The release is part of an effort to reduce prison overcrowding and give relief to minor drug offenders who were slapped with harsh sentences over the past 30 years.
Most of the prisoners freed by the department's Bureau of Prisons between October 30 and November 2 will go to halfway houses and home confinement before being put on supervised release, the Washington Post reports.
The release was facilitated by the US Sentencing Commission – an independent agency that sets sentencing policies for federal crimes – which reduced the potential punishment for future drug offenders last year and then applied the change retroactively, the newspaper reports.
The commission estimates that its change in sentencing guidelines eventually could result in the release of 46,000 of the nation's approximately 100,000 drug offenders in federal prison qualifying for early release.
Along with the commission's action, Justice Department prosecutors decided not to charge low-level, nonviolent drug offenders not connected to gangs or major drug organizations with offenses that carry severe mandatory sentences, the Post reports.

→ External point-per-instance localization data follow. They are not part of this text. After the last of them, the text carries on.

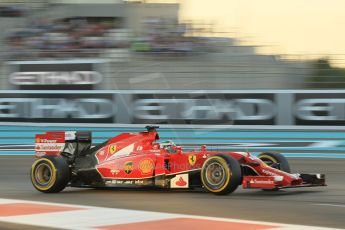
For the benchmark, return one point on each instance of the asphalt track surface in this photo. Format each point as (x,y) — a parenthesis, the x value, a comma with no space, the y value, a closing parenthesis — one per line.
(319,206)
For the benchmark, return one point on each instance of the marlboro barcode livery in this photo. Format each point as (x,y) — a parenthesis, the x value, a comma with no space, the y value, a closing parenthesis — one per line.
(141,160)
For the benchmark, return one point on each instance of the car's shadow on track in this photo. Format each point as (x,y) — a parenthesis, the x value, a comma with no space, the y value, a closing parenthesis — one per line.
(238,193)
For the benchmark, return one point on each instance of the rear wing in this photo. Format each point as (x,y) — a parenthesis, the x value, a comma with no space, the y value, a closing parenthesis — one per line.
(52,143)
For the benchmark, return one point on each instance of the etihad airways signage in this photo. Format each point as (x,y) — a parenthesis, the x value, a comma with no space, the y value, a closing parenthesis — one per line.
(316,108)
(56,78)
(56,75)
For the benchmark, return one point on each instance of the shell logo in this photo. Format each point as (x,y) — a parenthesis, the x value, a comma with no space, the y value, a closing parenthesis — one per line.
(112,149)
(192,159)
(146,166)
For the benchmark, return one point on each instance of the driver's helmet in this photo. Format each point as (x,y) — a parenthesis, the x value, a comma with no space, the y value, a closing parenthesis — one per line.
(167,144)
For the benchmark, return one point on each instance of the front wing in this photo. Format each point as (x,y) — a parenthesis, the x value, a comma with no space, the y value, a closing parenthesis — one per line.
(277,182)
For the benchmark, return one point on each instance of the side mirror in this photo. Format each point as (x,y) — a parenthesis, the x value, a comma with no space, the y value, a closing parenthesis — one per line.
(203,148)
(155,146)
(178,149)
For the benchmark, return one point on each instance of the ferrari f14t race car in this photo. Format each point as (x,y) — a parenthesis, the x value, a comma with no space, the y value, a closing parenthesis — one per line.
(132,160)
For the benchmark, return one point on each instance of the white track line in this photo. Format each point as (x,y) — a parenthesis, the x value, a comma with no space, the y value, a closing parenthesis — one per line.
(90,217)
(331,205)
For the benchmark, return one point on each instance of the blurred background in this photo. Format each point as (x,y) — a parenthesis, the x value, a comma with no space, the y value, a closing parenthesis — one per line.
(187,44)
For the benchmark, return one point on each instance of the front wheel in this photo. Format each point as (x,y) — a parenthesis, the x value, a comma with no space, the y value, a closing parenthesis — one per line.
(221,174)
(50,174)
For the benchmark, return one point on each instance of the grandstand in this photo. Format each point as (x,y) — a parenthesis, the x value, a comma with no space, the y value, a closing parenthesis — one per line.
(142,46)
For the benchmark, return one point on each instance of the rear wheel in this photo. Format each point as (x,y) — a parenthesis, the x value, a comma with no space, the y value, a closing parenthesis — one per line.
(50,174)
(221,174)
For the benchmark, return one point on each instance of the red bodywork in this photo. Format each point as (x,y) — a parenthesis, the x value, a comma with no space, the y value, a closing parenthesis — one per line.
(133,158)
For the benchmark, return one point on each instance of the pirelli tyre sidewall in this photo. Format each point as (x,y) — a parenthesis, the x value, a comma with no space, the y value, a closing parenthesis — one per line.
(50,174)
(273,157)
(221,174)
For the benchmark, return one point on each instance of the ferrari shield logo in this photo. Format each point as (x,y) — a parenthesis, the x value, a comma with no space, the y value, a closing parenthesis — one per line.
(128,167)
(112,149)
(192,159)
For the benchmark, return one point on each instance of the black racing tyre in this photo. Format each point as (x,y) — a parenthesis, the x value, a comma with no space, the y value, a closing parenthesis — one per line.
(50,174)
(271,158)
(221,174)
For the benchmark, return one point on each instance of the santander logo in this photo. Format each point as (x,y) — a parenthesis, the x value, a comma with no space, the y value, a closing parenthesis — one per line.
(181,182)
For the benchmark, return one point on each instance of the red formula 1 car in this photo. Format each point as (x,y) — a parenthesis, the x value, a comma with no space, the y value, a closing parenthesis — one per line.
(139,160)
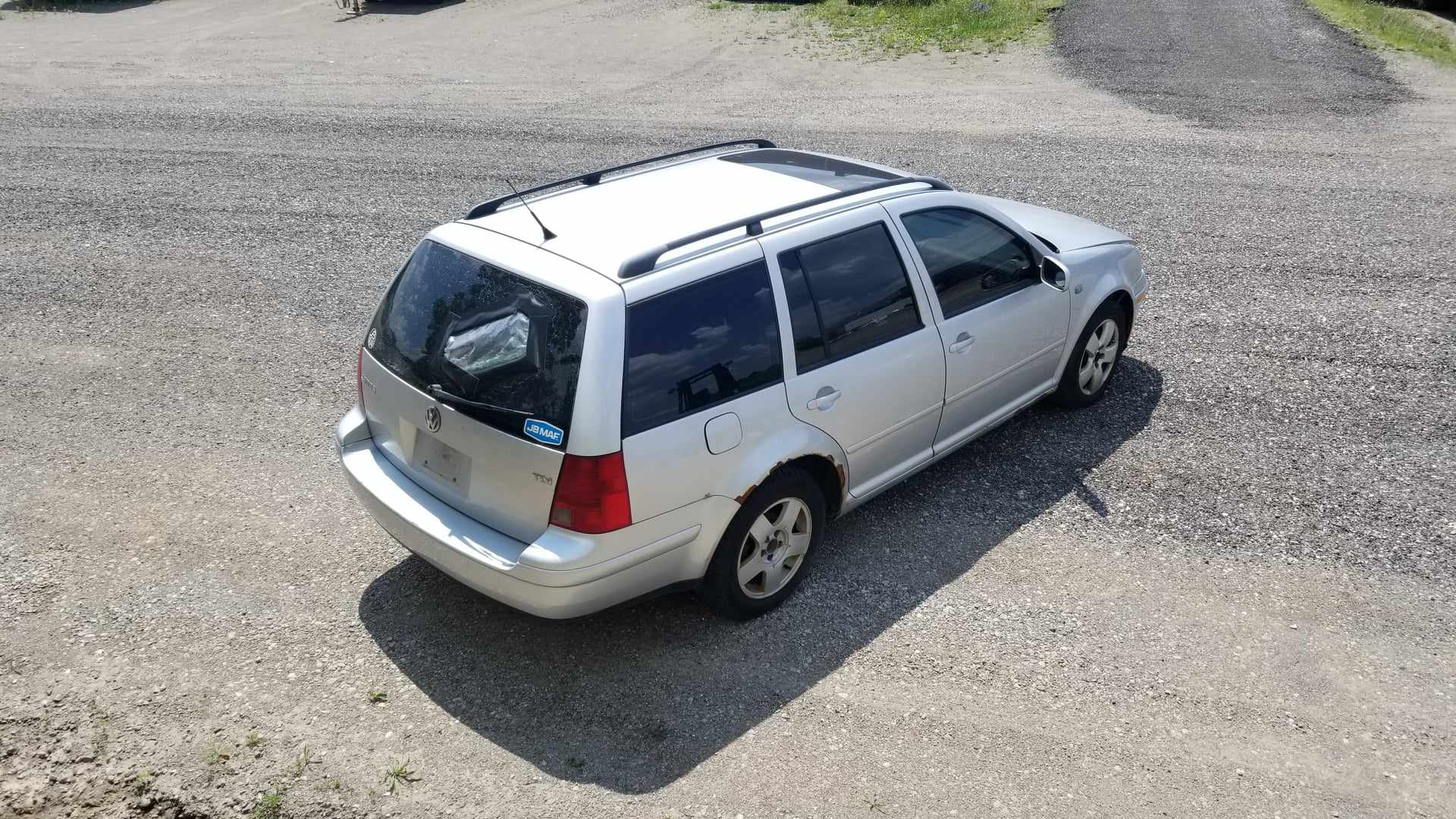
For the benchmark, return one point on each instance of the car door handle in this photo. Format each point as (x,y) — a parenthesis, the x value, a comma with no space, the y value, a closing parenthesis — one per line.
(824,400)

Although some of the inmates who will be released have served decades, on average they will have served 8.5 years, according to a Justice Department official who spoke with the Post.
Each inmate must petition a judge, who decides whether to grant the sentencing reduction. Judges nationwide are granting about 70 sentence reductions per week, Justice officials said, but some inmates have been denied a reduction.
About one third of the prisoners being released are foreign nationals and will be deported shortly after they are free, justice officials have said.
The United States still leads the world in incarceration with 2.2 million people currently in the nation's prisons or jails – a 500% increase over the past thirty years, according to the Sentencing Project.